Während vergleichbare Einrichtungen in Köln oder Hamburg bei der Stadt angesiedelt sind, hat man sich in Salzburg entschlossen, dies über einen privaten Träger aufzuziehen, »weil es hier nicht danach aussieht, daß die Kommunikation zwischen den Ressorts Sozialhilfe, Wohnungsverwaltung, Vermieter und Finanzen so funktionieren könnte, daß Lösungen über einen kurzen Weg zustandegebracht werden«, sagt Silvia Lechner. Und: »Ich blicke da immer ein bißchen neidvoll nach Deutschland.« Die Fachstelle ist ein autonom arbeitender Teilbereich der »Soziale Arbeit GmbH«, einer Anfang 1994 gegründeten gemeinnützigen Gesellschaft, die neben Sozial- und Delogierungsberatung auch betreute Wohnungen sowie auf ein Jahr befristete Arbeitsplätze für sozial Gefährdete bietet. »Wir versuchen, an der sozialen Notlage zu sein, noch ehe sie akut eintritt, denn so kann man noch umso besser handeln. Und vom volkswirtschaftlichen Standpunkt wird es desto billiger, je früher man das Ganze auffängt«, so Christian Holzer, Geschäftsführerstellvertreter der GmbH.

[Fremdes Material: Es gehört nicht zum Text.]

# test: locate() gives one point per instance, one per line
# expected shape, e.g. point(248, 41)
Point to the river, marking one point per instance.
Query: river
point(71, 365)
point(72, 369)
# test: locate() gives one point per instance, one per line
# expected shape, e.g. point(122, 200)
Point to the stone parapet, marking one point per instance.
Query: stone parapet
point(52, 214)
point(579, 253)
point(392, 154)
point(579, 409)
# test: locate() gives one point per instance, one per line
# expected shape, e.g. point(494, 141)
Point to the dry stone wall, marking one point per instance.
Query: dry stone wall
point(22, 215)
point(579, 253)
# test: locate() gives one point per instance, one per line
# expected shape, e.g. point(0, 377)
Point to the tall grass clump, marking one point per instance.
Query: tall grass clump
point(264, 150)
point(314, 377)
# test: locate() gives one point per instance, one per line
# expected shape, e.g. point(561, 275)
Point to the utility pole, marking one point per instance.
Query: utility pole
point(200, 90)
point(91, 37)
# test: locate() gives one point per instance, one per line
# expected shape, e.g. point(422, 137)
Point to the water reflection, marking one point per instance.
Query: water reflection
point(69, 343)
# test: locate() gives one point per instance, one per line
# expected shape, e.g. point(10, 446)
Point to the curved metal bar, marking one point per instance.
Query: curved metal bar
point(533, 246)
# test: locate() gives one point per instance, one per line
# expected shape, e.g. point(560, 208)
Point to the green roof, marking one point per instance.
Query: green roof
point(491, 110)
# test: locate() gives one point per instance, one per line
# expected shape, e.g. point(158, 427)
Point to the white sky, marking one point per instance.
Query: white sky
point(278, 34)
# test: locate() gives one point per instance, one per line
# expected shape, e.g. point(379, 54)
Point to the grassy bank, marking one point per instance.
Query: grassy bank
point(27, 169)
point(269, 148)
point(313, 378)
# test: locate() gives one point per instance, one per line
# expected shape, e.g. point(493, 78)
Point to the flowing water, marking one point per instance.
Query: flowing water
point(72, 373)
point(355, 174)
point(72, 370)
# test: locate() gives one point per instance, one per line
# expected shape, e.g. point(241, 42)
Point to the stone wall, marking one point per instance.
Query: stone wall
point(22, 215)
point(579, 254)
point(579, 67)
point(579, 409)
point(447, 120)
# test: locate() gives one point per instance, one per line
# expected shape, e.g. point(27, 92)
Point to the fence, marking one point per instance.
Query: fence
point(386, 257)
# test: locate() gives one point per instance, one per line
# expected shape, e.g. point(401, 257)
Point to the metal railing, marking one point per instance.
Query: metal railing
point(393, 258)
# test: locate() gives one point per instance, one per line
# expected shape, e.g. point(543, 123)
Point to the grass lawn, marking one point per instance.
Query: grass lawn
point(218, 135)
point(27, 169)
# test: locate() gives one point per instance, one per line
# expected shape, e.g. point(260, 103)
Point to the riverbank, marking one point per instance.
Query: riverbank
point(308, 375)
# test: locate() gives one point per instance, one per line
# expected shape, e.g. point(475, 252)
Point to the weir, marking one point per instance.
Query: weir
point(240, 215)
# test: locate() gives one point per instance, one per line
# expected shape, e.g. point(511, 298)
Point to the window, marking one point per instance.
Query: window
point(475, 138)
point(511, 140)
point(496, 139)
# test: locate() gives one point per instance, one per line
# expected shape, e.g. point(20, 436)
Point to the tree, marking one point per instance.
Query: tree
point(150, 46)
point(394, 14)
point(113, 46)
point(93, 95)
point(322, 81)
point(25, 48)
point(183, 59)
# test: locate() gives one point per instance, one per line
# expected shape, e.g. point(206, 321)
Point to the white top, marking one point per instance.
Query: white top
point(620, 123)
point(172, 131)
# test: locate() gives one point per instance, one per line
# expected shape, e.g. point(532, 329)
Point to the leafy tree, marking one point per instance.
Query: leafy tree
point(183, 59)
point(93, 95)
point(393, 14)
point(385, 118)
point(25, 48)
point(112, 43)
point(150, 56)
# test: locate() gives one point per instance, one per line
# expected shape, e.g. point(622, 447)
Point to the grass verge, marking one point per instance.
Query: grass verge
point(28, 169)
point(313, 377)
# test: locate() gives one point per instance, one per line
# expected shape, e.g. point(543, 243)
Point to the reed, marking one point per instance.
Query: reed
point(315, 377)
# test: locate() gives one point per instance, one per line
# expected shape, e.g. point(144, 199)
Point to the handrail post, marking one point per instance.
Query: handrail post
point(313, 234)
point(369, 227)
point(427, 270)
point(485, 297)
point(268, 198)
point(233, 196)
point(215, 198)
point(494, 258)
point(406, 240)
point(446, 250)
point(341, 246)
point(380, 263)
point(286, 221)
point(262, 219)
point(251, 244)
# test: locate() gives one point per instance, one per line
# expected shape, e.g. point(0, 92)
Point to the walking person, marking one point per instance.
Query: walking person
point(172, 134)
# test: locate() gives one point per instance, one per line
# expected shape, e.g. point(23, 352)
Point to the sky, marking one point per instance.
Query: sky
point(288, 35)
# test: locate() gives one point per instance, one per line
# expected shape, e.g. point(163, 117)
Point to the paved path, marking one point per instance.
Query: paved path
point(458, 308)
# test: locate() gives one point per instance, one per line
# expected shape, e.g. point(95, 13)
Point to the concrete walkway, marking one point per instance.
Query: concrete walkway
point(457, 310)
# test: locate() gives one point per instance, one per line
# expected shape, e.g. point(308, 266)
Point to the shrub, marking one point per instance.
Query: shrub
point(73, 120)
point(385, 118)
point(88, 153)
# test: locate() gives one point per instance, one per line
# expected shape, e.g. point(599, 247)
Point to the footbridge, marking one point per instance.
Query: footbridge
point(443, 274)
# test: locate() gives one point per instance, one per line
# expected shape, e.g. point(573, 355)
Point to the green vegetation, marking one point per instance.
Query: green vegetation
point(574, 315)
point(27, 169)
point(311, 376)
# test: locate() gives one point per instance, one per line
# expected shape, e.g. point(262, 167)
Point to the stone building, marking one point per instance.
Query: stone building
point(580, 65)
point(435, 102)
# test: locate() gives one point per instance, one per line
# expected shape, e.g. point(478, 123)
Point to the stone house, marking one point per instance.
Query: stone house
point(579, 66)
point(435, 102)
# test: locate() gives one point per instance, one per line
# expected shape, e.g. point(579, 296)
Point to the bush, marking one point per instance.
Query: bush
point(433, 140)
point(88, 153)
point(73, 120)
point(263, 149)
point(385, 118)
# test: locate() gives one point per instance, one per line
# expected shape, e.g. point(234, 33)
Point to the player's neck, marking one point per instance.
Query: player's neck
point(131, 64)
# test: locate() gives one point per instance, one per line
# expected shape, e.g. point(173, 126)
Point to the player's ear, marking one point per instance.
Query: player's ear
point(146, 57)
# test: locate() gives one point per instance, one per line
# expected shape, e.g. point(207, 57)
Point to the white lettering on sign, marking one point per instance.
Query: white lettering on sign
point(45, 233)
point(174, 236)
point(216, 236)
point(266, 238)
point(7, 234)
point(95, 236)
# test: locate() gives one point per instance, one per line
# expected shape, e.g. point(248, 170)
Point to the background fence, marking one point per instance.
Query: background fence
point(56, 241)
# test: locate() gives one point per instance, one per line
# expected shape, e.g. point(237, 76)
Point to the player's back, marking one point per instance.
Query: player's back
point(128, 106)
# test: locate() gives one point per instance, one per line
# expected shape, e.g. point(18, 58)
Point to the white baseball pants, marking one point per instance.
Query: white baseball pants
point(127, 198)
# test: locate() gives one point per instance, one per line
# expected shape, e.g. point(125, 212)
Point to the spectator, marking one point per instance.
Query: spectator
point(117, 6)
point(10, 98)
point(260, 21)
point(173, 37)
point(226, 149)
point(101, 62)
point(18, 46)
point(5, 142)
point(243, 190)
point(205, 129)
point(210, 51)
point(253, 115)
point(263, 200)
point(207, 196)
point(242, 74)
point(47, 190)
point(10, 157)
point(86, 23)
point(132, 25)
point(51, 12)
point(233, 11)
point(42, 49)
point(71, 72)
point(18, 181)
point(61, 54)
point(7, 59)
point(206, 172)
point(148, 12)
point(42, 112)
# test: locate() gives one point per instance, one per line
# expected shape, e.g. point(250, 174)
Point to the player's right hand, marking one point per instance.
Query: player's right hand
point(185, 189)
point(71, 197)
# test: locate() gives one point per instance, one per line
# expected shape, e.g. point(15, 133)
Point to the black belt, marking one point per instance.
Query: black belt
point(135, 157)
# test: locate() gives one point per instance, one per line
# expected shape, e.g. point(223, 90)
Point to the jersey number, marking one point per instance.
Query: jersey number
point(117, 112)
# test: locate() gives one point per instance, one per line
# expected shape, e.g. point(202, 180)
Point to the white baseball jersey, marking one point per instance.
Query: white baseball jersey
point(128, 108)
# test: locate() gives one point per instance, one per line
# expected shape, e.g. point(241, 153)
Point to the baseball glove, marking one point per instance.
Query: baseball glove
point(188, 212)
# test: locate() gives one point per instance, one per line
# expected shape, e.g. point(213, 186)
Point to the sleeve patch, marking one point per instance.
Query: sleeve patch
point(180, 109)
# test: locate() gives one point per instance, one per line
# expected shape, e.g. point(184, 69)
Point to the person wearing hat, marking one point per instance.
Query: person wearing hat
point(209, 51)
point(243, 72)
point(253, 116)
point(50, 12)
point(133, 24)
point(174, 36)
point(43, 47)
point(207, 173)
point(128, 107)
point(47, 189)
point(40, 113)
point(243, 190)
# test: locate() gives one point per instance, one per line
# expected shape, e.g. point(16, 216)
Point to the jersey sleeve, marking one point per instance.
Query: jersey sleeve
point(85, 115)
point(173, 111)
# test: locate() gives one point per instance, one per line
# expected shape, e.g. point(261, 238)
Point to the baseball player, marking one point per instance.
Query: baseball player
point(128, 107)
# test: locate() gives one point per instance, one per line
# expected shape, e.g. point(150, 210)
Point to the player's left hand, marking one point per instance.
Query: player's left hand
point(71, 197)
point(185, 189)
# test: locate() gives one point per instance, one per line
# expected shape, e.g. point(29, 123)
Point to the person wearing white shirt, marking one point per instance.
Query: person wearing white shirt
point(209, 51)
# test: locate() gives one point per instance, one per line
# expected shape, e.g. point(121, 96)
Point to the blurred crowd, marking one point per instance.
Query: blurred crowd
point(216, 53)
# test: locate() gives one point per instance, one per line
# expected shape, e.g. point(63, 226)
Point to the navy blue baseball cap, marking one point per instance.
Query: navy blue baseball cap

Einem privaten Träger jedoch fällt bezüglich Finanzen die altbekannte Rolle des Bittstellers zu. Christian Holzer: »Da haben private Leute von Vereinen einen Bedarf geortet, Projekte umgesetzt und geschaut, daß sie finanziert werden. Wenn man dann zu den Subventionsgebern geht, heißt es für gewöhnlich: Dafür ist kein Geld vorhanden. Im Sinne einer Sozialplanung müßte das eigentlich umgekehrt ablaufen. Wenn die Stadt ein Bauvorhaben hat, dann schreibt sie es auch aus.« Zumindest von seiten des Landes ist die GmbH für drei Jahre abgesichert; was die Finanzierung durch die Stadt angeht, steht - wie für so viele soziale Einrichtungen - für nächstes Jahr noch alles offen.

Es wäre gewiß sinnvoller und kostengünstiger, die im Präventionsbereich arbeitenden Einrichtungen zu unterstützen, als, wie Christa Schlager von Demokratie 92 sagt, »steigende Sozialkosten zu bejammern, auf die die Leute ohnehin gesetzlichen Anspruch haben.« Dadurch, daß ein längerfristiger Sozialplan fehlt, mit dem auch ge-meinnützigen Vereinen oder Gesellschaften verbindliche Rechte eingeräumt würden, delegiert die öffentliche Hand auf elegante Weise die Verantwortung; Christian Holzer: »Man verlangt von diesen Einrichtungen, sie sollen nach marktwirtschaftlichen Richtlinien arbeiten. Diese Institutionen sollten leisten, was die öffentliche Hand mit ihrer Bürokratie nicht schaffen kann, ohne daß man ihnen lang- oder mittelfristige Absicherung bietet. Das heißt konkret: Man betreibt eine Firma oder einen Verein mit Dienstleistungsangebot und weiß von einem Jahr aufs andere nicht, ob man diese Dienstleistungen noch anbieten kann. Und wo bekommt man in der privaten Wirtschaft Fachkräfte, wenn man sagt: Ich kann dich heuer einstellen, weiß aber nicht, ob ich dich nächstes Jahr wieder finanzieren kann.«

Weitblickende Sozialarbeit, die Versäumnisse von Stadt, Land und Bund ausbügelt, wird somit zur Angelegenheit von Privatiers gestempelt; stellen diese gerechtfertigte Ansprüche an die öffentliche Hand, ist es ein leichtes, sie ins Eck der »Schmarotzer« zu stellen.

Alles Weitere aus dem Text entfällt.